Inside Bungie - Living The Spartan Life
Straight from the latest issue of Edge, a great feature all about the life inside Bungie studios. The article gets into a good bit of detail on the mindset of this insular part of Microsoft's development network. Interviewed developers discuss what it is like working for Microsoft, and how hard it is not to be hard on themselves. Specifically, the developers have some surprisingly harsh criticism of their own opus - Halo 2. From the article, comments by technical lead Chris Butcher: "One of the things that stuns me when I think about it, and I can't believe this is true - we had [no time to polish] for Halo 2. Take that polish period and completely get rid of it. We miscalculated, we screwed up, we came down to the wire and we just lost all of that. So Halo 2 is far less than it could and should be in many ways because of that. It kills me to think of it. Even the multiplayer experience for Halo 2 is a pale shadow of what it could and should have been if we had gotten the timing of our schedule right. It's astounding to me. I f***ing cannot play Halo 2 multiplayer. I cannot do it. And that's why I know Halo 3 is going to be so much better."

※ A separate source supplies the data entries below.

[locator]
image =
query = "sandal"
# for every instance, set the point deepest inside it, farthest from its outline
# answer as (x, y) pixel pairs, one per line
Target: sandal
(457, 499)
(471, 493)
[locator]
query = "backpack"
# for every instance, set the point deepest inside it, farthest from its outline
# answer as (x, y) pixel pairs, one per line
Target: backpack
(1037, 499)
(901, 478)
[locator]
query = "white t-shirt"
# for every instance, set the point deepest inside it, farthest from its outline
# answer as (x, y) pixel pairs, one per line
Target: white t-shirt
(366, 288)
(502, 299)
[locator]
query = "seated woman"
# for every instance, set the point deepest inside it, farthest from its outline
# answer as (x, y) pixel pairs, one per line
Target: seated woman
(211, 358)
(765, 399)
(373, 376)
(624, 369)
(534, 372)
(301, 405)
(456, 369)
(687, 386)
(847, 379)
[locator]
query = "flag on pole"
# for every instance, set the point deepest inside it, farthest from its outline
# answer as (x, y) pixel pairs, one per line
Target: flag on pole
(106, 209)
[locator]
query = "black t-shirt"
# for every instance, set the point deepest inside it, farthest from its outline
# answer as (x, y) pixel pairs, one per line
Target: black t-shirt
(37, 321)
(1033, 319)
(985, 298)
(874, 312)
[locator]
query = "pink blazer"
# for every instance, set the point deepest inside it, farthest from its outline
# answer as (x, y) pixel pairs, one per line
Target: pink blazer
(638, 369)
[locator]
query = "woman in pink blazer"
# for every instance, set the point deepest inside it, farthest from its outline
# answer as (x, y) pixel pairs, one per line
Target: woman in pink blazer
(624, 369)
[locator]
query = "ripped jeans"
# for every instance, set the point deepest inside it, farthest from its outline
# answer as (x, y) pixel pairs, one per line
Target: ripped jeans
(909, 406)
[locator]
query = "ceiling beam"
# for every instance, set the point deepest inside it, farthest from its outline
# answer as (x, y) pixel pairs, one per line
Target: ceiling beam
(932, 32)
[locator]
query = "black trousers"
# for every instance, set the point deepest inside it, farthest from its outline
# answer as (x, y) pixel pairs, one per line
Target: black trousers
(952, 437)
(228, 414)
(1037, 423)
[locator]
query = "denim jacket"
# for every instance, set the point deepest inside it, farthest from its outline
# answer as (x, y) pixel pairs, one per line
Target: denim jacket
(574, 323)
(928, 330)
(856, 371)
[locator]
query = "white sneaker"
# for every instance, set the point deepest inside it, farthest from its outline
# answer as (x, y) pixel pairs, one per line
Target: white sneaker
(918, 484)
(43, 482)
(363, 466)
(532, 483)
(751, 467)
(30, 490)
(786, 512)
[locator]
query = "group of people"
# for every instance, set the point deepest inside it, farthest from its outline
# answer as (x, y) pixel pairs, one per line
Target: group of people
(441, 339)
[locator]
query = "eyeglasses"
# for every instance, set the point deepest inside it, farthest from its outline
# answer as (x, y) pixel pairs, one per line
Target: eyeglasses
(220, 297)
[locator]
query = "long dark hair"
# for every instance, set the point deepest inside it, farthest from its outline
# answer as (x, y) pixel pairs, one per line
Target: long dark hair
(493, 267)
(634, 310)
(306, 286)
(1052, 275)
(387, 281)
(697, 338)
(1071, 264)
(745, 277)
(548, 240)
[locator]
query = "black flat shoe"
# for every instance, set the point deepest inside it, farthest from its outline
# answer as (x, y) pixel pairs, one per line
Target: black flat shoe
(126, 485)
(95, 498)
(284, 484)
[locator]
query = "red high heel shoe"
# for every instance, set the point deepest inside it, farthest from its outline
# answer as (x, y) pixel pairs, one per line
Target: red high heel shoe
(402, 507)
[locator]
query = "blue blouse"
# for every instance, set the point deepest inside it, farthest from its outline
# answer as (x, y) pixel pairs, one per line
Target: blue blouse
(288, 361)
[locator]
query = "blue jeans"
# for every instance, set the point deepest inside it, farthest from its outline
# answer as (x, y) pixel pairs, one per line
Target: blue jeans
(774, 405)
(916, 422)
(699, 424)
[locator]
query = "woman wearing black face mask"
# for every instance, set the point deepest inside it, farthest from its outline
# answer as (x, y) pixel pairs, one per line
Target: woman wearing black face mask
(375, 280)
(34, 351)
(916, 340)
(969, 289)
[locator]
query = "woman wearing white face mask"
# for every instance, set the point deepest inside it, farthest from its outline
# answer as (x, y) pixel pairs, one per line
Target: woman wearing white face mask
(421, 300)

I liked the first half of Halo 1. The parts where you could jump on a jeep (whatever) and a guy would climb in and drive, or gun, or whatever you didn't do. It really felt like a war game where there was some tactics and such.

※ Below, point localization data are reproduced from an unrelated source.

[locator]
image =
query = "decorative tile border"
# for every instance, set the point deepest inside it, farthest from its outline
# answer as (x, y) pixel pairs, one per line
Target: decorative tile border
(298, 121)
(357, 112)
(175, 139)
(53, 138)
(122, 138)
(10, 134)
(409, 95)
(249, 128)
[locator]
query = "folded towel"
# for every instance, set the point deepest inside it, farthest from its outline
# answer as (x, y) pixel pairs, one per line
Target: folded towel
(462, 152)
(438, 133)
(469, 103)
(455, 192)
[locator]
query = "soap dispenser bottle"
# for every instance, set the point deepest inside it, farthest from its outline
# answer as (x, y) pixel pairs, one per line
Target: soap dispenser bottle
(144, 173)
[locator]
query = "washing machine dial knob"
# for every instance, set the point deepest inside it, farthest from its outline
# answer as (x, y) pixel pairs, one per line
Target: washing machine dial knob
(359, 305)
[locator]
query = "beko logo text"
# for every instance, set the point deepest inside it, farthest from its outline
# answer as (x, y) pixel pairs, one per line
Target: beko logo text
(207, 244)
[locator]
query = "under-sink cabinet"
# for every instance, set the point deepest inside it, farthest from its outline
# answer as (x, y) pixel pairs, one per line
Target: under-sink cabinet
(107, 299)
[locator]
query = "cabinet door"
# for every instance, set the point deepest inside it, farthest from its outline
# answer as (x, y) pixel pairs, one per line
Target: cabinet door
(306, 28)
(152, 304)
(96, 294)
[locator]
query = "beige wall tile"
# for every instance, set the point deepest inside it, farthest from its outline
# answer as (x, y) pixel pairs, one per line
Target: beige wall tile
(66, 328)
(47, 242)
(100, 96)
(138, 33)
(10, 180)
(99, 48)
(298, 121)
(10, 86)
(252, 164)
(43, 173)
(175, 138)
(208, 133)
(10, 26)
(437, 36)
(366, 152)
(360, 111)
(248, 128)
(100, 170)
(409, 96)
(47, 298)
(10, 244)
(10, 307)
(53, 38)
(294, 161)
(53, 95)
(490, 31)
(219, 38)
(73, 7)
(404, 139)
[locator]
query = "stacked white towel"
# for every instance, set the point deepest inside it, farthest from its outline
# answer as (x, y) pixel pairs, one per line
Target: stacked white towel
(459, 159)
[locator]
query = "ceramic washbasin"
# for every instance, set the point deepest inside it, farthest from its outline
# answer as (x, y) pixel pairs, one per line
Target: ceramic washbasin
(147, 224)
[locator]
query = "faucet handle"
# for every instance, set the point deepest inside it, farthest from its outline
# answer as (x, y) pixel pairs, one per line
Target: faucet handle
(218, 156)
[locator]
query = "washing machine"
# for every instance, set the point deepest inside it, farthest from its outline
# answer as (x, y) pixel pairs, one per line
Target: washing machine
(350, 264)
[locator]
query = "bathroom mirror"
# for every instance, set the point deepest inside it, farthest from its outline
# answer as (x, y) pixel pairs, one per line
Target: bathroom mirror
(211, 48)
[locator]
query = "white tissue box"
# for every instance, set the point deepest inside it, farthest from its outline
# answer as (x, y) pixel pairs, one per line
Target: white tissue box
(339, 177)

The last half completely dropped that and was boring.
Halo 2... I never bothered with it. My nephews played it, and I heard a little on the web about it, but not much. So I left it alone.

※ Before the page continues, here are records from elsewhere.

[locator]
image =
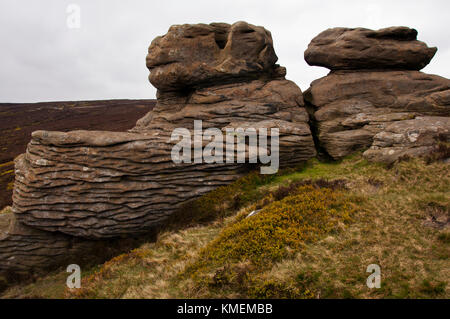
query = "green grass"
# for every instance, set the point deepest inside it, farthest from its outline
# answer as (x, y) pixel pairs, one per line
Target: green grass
(221, 254)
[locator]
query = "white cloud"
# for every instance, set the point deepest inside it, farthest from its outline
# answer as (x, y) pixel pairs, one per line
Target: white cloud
(41, 59)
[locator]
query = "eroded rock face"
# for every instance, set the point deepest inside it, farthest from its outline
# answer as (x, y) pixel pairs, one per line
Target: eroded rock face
(411, 138)
(354, 49)
(352, 104)
(106, 185)
(193, 55)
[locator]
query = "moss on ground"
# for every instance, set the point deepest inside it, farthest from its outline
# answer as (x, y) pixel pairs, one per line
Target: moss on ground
(320, 226)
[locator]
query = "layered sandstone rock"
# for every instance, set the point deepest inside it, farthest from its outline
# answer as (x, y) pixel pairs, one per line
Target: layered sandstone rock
(353, 103)
(359, 48)
(409, 138)
(104, 185)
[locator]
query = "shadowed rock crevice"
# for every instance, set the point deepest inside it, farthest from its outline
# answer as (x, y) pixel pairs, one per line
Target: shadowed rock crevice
(95, 185)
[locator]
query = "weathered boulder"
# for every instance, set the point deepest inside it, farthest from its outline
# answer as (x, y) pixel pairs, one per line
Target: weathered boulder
(107, 185)
(193, 55)
(349, 108)
(409, 138)
(354, 49)
(350, 105)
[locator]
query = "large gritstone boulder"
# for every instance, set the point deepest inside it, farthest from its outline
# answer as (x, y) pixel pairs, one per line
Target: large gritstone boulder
(354, 49)
(373, 82)
(106, 185)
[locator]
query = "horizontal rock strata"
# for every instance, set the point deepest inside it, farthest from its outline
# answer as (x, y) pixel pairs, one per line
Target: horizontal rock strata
(108, 185)
(353, 103)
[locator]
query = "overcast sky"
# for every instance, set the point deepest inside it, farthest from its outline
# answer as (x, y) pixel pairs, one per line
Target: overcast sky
(42, 59)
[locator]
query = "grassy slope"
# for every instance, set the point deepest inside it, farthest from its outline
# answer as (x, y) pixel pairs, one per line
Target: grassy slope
(391, 227)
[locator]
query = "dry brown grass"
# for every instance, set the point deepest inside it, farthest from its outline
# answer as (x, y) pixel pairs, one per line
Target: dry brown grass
(393, 227)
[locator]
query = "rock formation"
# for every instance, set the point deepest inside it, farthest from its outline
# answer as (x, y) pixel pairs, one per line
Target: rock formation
(82, 191)
(87, 185)
(374, 85)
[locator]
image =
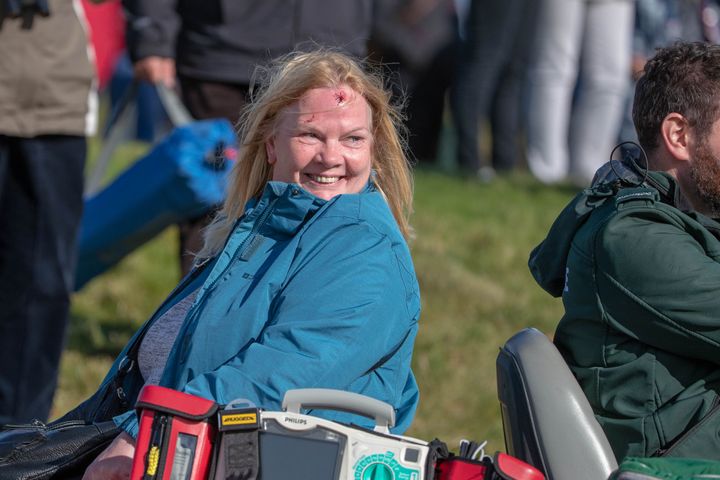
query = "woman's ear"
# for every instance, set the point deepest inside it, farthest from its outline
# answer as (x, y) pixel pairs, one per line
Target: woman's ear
(676, 136)
(270, 150)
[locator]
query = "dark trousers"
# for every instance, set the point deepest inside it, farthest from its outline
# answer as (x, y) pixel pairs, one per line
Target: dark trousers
(206, 100)
(490, 80)
(41, 185)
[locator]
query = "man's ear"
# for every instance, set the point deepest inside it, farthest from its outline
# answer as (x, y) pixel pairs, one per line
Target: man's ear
(270, 150)
(676, 136)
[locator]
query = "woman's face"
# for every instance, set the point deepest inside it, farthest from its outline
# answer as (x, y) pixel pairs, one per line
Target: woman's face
(323, 142)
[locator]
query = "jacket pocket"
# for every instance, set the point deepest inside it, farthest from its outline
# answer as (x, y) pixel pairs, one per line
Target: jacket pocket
(702, 440)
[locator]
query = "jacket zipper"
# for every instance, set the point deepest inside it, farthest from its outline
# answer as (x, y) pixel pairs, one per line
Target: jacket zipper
(259, 223)
(43, 425)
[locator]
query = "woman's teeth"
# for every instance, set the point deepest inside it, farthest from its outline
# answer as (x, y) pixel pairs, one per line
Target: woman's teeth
(321, 179)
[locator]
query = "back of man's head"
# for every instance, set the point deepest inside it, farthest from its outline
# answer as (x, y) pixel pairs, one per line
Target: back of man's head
(683, 78)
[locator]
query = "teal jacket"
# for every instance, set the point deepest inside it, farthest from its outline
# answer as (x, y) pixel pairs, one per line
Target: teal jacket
(640, 282)
(305, 293)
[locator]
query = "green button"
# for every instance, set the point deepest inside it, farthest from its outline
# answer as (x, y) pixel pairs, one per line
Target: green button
(377, 471)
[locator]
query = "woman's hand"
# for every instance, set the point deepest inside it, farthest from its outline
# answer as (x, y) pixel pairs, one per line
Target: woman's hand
(115, 462)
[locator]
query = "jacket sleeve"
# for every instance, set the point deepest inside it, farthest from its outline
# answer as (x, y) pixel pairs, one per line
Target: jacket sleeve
(658, 284)
(347, 305)
(152, 28)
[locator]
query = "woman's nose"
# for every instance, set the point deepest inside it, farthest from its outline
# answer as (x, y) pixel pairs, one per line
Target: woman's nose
(330, 154)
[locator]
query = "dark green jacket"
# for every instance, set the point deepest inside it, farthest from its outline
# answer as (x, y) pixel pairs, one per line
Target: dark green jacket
(640, 282)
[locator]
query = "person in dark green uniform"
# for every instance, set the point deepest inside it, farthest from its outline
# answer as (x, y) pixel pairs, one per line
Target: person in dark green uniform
(636, 259)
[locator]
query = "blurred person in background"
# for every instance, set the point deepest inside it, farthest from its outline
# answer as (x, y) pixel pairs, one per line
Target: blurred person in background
(577, 85)
(659, 23)
(47, 108)
(417, 40)
(636, 259)
(213, 46)
(490, 83)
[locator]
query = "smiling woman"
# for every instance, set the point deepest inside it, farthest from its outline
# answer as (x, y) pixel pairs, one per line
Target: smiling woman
(305, 279)
(323, 142)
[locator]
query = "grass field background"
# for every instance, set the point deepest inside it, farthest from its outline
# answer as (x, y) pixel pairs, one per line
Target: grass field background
(470, 255)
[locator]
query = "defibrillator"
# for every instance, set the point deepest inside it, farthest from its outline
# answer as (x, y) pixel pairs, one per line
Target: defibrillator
(294, 445)
(184, 437)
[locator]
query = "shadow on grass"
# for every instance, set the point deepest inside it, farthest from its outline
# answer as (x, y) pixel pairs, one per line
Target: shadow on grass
(92, 337)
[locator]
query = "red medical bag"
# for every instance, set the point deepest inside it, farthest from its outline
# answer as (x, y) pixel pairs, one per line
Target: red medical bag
(176, 436)
(503, 467)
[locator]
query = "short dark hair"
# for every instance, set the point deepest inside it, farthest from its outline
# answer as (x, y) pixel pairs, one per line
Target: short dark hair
(682, 78)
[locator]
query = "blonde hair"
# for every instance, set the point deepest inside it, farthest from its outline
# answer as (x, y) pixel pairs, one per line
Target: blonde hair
(287, 80)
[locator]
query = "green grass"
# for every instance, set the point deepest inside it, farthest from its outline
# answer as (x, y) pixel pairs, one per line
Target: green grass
(470, 252)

I'm hoping Halo 3 really DOES have the 'polish time' they need to make it right and fun in single player. (I don't give a rat's ass about multi, despite liking the 'work together' stuff with the NPCs.) I'm not really holding my breath, though.
"If you make people think they're thinking, they'll love you; But if you really make them think, they'll hate you." - DM
Show me a developer that's ever completely happy with the finished game and I'll show you a director that's completely happy with the final theatrical cut of his film.
-Eric
SJW: Someone who has run out of real oppression, and has to fake it.